Wie lange dauert es, um den Mond zu umrunden?
Um ihre zukünftige Rolle in dieser Welt zu bestimmen, muss die NATO zunächst die Kernfrage ihres geografischen Geltungsbereichs angehen.
Es sollte in Europa beginnen. Die NATO wurde als Instrument geboren, um Europa und den demokratischen Westen vor einer Bedrohung aus Moskau zu schützen. Ihre erste Aufgabe im Jahr 2021 und darüber hinaus muss es sein, Europa und den demokratischen Westen vor einer Bedrohung aus Moskau zu schützen. Diese Bedrohung ist bei weitem nicht so schwerwiegend wie während des Kalten Krieges und hat einen ganz anderen Charakter, ist aber dennoch eine Bedrohung und eine komplexe Bedrohung, die graue Operationen wie die Skripal-Angriff , politische Einmischung und atomares Säbelrasseln. Es wäre der Gipfel der Ironie, wenn die NATO bei dem Versuch, auf China oder andere neue Herausforderungen zu reagieren, keine angemessene Antwort auf Russland geben würde. Nicht alle Instrumente zur Reaktion auf Russland liegen in der Hand der NATO; viele von ihnen leben in der Europäischen Union. Aber das ist eine bürokratische und institutionelle Unterscheidung, die überwunden werden kann; Der allgemeinere Punkt ist, dass Europa in Zusammenarbeit mit den Vereinigten Staaten ein Gefühl der kollektiven Verteidigung gegen Moskaus Bemühungen, den Westen zu schwächen, wiederherstellen muss. Die NATO spielt dabei eine entscheidende Rolle.

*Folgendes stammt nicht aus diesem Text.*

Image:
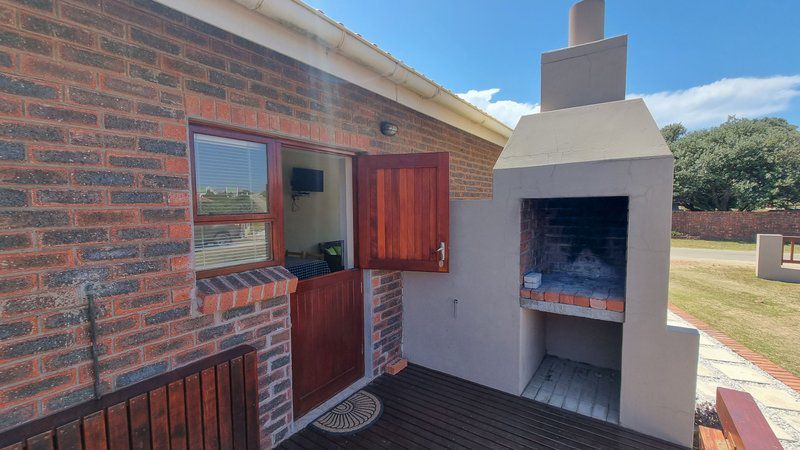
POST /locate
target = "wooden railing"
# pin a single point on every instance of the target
(791, 241)
(212, 403)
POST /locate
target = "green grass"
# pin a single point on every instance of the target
(762, 315)
(714, 245)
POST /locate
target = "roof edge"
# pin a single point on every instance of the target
(333, 37)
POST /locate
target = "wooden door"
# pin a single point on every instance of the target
(404, 212)
(327, 337)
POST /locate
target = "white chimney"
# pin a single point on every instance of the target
(592, 69)
(586, 22)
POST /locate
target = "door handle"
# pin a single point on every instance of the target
(442, 253)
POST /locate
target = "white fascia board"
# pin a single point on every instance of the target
(237, 19)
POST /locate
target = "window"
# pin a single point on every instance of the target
(237, 207)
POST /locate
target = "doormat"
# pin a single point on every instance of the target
(358, 412)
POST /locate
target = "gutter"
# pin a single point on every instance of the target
(335, 36)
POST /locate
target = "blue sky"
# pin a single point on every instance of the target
(694, 61)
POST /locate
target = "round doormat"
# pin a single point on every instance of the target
(356, 413)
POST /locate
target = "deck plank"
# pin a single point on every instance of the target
(424, 408)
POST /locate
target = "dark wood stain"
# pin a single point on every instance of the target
(403, 211)
(427, 409)
(327, 315)
(194, 404)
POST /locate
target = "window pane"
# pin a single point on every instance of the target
(231, 244)
(231, 176)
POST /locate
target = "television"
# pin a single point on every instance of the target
(306, 180)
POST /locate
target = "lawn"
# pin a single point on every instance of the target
(714, 245)
(763, 315)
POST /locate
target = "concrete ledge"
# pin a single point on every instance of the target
(572, 310)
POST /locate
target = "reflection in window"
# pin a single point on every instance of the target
(231, 176)
(231, 244)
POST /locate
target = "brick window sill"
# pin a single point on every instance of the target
(224, 292)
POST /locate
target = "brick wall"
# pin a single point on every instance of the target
(735, 225)
(579, 236)
(95, 98)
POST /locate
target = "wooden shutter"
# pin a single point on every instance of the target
(404, 212)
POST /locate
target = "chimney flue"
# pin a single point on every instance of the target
(586, 22)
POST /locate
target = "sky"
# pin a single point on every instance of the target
(693, 61)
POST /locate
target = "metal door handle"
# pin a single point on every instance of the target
(442, 255)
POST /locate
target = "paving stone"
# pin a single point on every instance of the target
(707, 388)
(742, 372)
(705, 340)
(793, 421)
(704, 370)
(718, 354)
(774, 398)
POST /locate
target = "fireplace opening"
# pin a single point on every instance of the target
(581, 368)
(573, 254)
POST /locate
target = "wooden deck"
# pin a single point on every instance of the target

Die Abstimmung in der Russlandpolitik war während der Trump-Administration außerordentlich schwierig; sie muss jetzt im Mittelpunkt der Dialoge zwischen den USA und Deutschland, den USA und Großbritannien sowie zwischen den USA und der EU/NATO stehen. Dazu gehört auch die umstrittene Frage der zukünftigen euro-atlantischen Integration der Ukraine.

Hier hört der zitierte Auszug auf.